Professor de Hemptinne stated that the Belgians had decided to build a graphite 6,000 kw reactor at the cost of about $10,000,000 and modeled after the British BEPO. In this connection, he said Sir John Cockroft7 had informed Professor Ledrus8 that most of BEPO would soon be declassified, which would permit the Belgians sufficient information to build a similar pile.

He also said that the idea of constructing a green salts plant in the Congo had been shelved in favor of construction of a research plant in Belgium capable of producing 25 tons of uranium metal per year at a cost of about $15 per kilo. Governor-General Ryckmans indicated that the output would be made available to the United States in accordance with the Uranium Agreement of 1944.

Governor-General Ryckmans stated the entire program would probably cost about $16,000,000 within the next four years, of which $10,000,000 would be for the construction of a BEPO, $2,800,000 for [Page 702] general research and development through the Inter-University Committee, $1,200,000 for Belgian participation in a French-Italo-Swiss cosmotron project at Geneva and $2,000,000 for the construction of a pilot ore-refining plant in Belgium. The expenditures would average about $4,000,000 a year. This $4,000,000, of course, would not cover increased military expenses or social benefits to Congo inhabitants.

Governor-General Ryckmans thought that the present Communiqué9 would have to be revised in such way as to indicate that Belgium was receiving specific economic benefits from the sale of uranium. He felt in order to safeguard uranium production figures, that a lumpsum payment per year might be announced although actually revenues would be derived from increasing the export tax.
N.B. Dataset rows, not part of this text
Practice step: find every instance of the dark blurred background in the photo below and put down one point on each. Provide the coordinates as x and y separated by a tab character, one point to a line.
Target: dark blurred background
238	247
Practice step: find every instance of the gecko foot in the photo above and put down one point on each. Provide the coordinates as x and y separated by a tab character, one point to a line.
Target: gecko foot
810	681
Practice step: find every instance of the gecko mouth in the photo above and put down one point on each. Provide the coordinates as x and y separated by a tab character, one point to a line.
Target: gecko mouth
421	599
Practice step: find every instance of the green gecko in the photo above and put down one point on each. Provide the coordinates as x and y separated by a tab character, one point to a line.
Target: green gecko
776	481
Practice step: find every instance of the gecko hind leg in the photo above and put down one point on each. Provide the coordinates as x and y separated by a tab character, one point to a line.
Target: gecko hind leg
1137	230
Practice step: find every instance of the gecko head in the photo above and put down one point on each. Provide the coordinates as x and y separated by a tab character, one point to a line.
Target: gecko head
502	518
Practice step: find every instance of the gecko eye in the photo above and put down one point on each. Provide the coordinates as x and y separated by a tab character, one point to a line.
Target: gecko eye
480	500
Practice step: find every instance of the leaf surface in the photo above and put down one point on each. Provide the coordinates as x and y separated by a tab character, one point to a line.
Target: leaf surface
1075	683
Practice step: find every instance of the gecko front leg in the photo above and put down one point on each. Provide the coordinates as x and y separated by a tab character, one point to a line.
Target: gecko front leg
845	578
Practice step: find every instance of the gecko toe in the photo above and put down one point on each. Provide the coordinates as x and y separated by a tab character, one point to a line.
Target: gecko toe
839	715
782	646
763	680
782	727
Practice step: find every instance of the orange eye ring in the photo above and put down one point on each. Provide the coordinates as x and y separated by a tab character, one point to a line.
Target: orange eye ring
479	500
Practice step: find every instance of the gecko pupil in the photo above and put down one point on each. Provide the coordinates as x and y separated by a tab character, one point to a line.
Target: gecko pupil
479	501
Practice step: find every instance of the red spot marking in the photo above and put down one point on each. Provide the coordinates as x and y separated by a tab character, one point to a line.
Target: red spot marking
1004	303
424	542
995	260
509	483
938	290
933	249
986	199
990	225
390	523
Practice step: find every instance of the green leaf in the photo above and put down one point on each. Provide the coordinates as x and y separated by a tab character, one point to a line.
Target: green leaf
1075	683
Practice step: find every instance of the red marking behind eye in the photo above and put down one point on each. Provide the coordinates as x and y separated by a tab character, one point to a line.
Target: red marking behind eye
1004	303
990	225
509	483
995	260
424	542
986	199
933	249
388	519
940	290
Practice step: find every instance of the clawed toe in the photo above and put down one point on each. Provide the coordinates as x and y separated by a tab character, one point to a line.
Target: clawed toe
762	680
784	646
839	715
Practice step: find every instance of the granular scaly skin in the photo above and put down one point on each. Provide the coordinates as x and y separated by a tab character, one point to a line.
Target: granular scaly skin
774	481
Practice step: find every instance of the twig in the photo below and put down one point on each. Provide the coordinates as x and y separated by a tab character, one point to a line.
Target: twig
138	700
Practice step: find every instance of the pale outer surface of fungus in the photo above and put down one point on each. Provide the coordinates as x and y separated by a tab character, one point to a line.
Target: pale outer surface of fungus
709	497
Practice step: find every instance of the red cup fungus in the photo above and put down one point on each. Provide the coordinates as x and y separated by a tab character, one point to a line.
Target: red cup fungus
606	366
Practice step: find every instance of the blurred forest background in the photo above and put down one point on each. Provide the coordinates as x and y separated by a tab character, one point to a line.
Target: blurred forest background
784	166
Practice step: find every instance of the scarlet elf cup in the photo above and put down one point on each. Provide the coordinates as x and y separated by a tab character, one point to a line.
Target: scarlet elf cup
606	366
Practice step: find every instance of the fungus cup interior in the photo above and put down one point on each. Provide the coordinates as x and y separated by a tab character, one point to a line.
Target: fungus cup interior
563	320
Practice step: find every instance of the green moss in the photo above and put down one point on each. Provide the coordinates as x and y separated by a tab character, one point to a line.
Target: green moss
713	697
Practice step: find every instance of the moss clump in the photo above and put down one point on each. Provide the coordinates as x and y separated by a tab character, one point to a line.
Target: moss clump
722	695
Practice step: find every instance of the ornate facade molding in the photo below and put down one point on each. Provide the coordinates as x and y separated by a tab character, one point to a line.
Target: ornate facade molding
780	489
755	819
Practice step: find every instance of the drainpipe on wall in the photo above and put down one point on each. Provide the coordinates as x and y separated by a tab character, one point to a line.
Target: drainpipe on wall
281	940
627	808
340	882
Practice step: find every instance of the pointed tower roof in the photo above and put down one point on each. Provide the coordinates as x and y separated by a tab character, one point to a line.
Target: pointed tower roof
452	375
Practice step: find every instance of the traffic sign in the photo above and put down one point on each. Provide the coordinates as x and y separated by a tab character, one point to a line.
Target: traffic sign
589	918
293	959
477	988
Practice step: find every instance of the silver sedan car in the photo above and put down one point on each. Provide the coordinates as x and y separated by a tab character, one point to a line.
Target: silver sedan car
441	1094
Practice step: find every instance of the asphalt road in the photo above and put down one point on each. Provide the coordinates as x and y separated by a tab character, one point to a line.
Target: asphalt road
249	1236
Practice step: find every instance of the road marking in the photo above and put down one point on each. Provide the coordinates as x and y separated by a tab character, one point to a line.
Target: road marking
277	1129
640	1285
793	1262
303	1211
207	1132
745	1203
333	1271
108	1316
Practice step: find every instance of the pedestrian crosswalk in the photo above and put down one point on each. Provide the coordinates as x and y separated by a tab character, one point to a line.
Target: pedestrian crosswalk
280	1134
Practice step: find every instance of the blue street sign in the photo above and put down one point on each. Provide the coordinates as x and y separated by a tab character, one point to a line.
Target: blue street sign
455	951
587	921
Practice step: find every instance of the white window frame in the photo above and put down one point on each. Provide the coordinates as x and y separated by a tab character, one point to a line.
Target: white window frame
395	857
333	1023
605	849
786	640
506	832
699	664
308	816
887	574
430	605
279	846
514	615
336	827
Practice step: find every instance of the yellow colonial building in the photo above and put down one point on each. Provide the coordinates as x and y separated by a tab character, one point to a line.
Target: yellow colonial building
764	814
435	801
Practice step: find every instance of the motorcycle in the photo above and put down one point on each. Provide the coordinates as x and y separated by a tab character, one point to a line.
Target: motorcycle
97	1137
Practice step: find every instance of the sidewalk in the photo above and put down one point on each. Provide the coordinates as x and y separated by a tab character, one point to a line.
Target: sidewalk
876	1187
Mr. Perkins pointed out that the proposals Governor-General Ryckmans had made were, of course, of interest to the British who would have to participate in the discussions leading to a final agreement. Therefore, he proposed that a meeting be held as soon as possible which would include the British.10 He thought it would be extremely helpful at this meeting if the Belgian proposals and a description of their planned atomic energy program could be reduced to writing.

The meeting was then adjourned.

  1. Belgian Commissioner for Atomic Energy; former Governor General of the Belgian Congo.
  2. George W. Perkins, Assistant Secretary of State for European Affairs.
  3. Documentation on previous discussions is included in material on atomic energy in Foreign Relations, 1949, volume i, and 1950, volume i.
  4. Baron Robert Silvercruys, Belgian Ambassador in the United States.
  5. Scientific Attaché, Belgian Embassy.
  6. For text of the Memorandum of Agreement Between the United States, the United Kingdom, and Belgium Regarding the Control of Uraniani, September 26, 1944, see Foreign Relations, 1944, vol. ii, pp. 10291030. Section 9(a) reads as follows: “In the event of the Governments of the United States of America and of the United Kingdom deciding to utilize as a source of energy for commercial purpose ores obtained under this agreement the said Governments will admit the Belgian Government to participation in such utilization on equitable terms.”
  7. Director of the British Atomic Energy Research Establishment.
  8. René Ledrus, Belgian nuclear physicist.
  9. Draft tripartite communiqué, November 1950, not printed.
  10. A tripartite meeting, the notes of which are not printed, occurred in Washington on March 14 (Atomic Energy Files, Lot 57 D 688). For the minutes of the tripartite meeting of April 5, see p. 713.